The use of the sacristy/tabernacle candle was first stipulated in Exodus 27:20-21:

You shall command the Israelites to bring you clear oil of crushed olives, to be used for the light, so that you may keep lamps burning always. From evening to morning Aaron and his sons shall maintain them before the Lord in the tent of meeting, outside the veil which hangs in front of the covenant. This shall be a perpetual statute for the Israelites throughout their generations.

Today’s tabernacle candle provides this “everlasting light” and “eternal flame” within each Catholic Church where the Eucharist is reposed. The current requirements for sacristy candles can be found in The General Instruction of the Roman Missal (GIRM). In the “The Place for the Reservation of the Most Holy Eucharist” section of Chapter V: The Arrangement and Ornamentation of Churches for the Celebration of the Eucharist, GIRM 316 states:

“In accordance with traditional custom, near the tabernacle a special lamp, fueled by oil or wax, should be kept alight to indicate and honor the presence of Christ.”

To date, LEDs are not “fueled” by oil or wax.  

Canon Law takes a different approach. Canon #940 in the Code of Canon Law states:

“A special lamp which indicates and honors the presence of Christ is to shine continuously before a tabernacle in which the Most Holy Eucharist is reserved.”

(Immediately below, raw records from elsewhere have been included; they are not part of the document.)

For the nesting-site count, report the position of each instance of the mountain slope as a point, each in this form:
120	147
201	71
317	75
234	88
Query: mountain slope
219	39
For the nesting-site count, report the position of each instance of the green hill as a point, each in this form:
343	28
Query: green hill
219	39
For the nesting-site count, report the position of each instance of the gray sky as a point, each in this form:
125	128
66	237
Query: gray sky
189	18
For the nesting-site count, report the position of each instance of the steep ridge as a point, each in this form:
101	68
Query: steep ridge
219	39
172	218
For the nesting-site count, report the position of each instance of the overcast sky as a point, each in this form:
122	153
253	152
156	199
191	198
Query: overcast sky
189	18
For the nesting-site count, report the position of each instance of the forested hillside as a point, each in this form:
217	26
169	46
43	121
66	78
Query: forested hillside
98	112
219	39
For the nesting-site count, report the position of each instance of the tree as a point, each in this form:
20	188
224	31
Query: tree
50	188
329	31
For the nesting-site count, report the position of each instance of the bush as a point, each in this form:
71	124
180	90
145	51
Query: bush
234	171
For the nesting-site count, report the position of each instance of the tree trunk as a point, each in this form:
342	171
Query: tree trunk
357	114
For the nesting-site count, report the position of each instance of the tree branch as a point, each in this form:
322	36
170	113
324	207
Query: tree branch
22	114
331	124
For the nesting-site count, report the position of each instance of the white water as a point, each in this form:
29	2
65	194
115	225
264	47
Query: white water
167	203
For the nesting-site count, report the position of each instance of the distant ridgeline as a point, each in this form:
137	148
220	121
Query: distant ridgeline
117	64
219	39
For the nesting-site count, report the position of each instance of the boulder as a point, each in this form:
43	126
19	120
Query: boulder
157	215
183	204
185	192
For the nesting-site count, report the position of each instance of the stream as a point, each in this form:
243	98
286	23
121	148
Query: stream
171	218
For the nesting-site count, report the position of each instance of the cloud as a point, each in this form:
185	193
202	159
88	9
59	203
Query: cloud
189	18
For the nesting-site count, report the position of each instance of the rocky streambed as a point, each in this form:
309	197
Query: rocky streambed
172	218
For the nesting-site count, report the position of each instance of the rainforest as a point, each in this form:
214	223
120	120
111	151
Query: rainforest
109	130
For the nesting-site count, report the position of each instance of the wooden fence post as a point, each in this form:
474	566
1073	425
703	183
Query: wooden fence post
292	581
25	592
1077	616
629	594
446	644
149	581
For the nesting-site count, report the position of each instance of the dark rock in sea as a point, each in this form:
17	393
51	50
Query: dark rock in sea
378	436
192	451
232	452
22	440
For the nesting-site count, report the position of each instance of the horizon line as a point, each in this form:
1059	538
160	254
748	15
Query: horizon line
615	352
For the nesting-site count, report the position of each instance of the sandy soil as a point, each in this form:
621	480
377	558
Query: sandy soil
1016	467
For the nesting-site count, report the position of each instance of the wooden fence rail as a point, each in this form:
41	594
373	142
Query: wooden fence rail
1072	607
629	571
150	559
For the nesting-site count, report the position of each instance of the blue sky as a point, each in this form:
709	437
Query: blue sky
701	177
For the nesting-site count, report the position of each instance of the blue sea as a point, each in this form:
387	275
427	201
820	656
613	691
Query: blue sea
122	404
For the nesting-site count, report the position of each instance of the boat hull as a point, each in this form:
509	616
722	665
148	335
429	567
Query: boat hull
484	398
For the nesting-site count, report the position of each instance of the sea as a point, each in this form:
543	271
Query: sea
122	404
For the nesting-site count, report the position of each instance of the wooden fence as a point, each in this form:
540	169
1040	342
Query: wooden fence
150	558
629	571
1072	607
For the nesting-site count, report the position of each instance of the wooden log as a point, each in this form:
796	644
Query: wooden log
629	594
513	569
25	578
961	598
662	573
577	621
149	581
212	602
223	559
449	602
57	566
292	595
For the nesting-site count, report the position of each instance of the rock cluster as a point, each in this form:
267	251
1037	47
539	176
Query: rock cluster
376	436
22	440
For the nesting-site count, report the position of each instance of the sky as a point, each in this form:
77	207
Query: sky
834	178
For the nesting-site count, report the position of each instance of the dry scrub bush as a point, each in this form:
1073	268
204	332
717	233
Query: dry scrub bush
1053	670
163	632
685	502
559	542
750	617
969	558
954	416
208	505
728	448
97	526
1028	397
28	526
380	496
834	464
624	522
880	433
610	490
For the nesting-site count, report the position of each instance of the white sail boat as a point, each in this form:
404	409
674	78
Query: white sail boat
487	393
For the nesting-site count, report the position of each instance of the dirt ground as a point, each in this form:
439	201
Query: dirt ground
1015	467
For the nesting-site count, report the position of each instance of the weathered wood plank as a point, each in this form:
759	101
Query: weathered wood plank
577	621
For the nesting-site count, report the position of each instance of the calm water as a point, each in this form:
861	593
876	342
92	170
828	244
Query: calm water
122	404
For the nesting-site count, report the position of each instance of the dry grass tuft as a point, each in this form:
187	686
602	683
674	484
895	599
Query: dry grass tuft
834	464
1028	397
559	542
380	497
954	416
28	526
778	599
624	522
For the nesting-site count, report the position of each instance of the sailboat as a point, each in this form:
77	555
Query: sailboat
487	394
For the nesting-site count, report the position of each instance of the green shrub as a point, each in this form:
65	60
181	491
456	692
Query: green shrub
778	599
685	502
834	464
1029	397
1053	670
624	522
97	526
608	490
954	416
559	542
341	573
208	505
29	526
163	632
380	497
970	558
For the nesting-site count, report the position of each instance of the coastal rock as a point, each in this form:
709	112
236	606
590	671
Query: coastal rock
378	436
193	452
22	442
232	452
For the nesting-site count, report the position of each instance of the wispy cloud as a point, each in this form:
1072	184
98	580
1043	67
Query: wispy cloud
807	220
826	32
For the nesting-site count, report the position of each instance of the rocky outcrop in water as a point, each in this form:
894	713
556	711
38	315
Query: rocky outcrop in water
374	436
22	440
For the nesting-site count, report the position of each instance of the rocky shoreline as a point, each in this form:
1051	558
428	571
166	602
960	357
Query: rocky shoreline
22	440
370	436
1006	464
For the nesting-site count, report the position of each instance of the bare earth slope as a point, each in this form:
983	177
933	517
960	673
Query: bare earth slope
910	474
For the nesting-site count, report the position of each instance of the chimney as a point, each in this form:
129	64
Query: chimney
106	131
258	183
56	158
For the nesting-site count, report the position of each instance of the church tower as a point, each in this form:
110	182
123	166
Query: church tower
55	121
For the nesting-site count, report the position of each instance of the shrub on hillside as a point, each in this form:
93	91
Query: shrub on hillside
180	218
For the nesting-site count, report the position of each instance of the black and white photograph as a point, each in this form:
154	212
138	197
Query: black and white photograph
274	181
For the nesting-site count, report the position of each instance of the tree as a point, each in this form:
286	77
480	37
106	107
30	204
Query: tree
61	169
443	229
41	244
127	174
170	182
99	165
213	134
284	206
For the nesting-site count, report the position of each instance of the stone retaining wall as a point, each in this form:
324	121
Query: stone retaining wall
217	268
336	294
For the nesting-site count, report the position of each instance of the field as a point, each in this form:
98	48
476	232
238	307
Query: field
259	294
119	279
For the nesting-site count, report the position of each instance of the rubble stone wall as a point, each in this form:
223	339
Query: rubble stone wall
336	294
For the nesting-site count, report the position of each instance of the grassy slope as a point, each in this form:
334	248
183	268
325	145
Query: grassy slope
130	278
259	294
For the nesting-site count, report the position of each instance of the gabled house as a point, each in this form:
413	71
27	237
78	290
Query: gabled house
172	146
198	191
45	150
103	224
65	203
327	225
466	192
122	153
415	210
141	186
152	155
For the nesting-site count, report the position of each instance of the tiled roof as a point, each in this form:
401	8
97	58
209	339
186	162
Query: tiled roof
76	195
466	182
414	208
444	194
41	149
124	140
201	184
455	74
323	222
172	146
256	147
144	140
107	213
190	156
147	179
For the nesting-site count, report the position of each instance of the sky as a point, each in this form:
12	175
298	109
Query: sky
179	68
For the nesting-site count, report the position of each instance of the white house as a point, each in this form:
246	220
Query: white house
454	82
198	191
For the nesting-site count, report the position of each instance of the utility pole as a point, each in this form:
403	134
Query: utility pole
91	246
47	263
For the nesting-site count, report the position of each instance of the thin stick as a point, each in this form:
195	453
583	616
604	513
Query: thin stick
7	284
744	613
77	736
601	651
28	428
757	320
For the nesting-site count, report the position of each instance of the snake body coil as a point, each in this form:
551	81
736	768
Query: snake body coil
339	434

Here the canon specifies form; the lamp is to “shine” continuously. Certainly, a LED candle would meet this criterion as much as a candle does. Thus, Canon Law alone does not support using a LED candle as the tabernacle lamp as being illicit.  

USCCB Stance

Based on Canon 940, one can reference many posts on the internet that incorrectly support the use of electronic candles in the sacristy. Their use is still not permitted in the United States. In the April 2018 Newsletter of the Committee on Divine Worship, the United States Catholic Bishops noted that while the GIRM does not address the composition of altar candles, the USCCB have never permitted materials other than wax to be used in the Mass and other liturgical rites. More directly it states that “electric lights as a substitute for candles are not permitted. (Built of Living Stones, no. 93) Only the bishop has the authority to make an exception to a living flame in cases of necessity, such as a prison or a hospital having a policy absolutely forbidding open flames. In addition, it was noted that the U.S. bishops have never given permission for the use of oil lamps at the altar outside its use as a sanctuary candle. 

Moving Forward

This month, the U.S. Department of Health and Human Services reversed the auditor’s decision and St. Francis can keep its sanctuary flame intact. Until that ruling, the hospital had only two routes of moving forward either: (1) challenge the interpretations of the current law admonishing the use of flames in a hospital chapel setting or (2) seek dispensation from using a flame by the local bishop in each diocese where the tabernacle in the chapel resides.

Aside from the political aspects of this issue, a key reminder for us is that technical solutions to issues in the Church are not always licit. We must study the background and consult our dioceses. As Catholics, we defer to the bishop, not to the internet or our own accord.

And for those keeping score, Sacred Heart 1, Satan 0.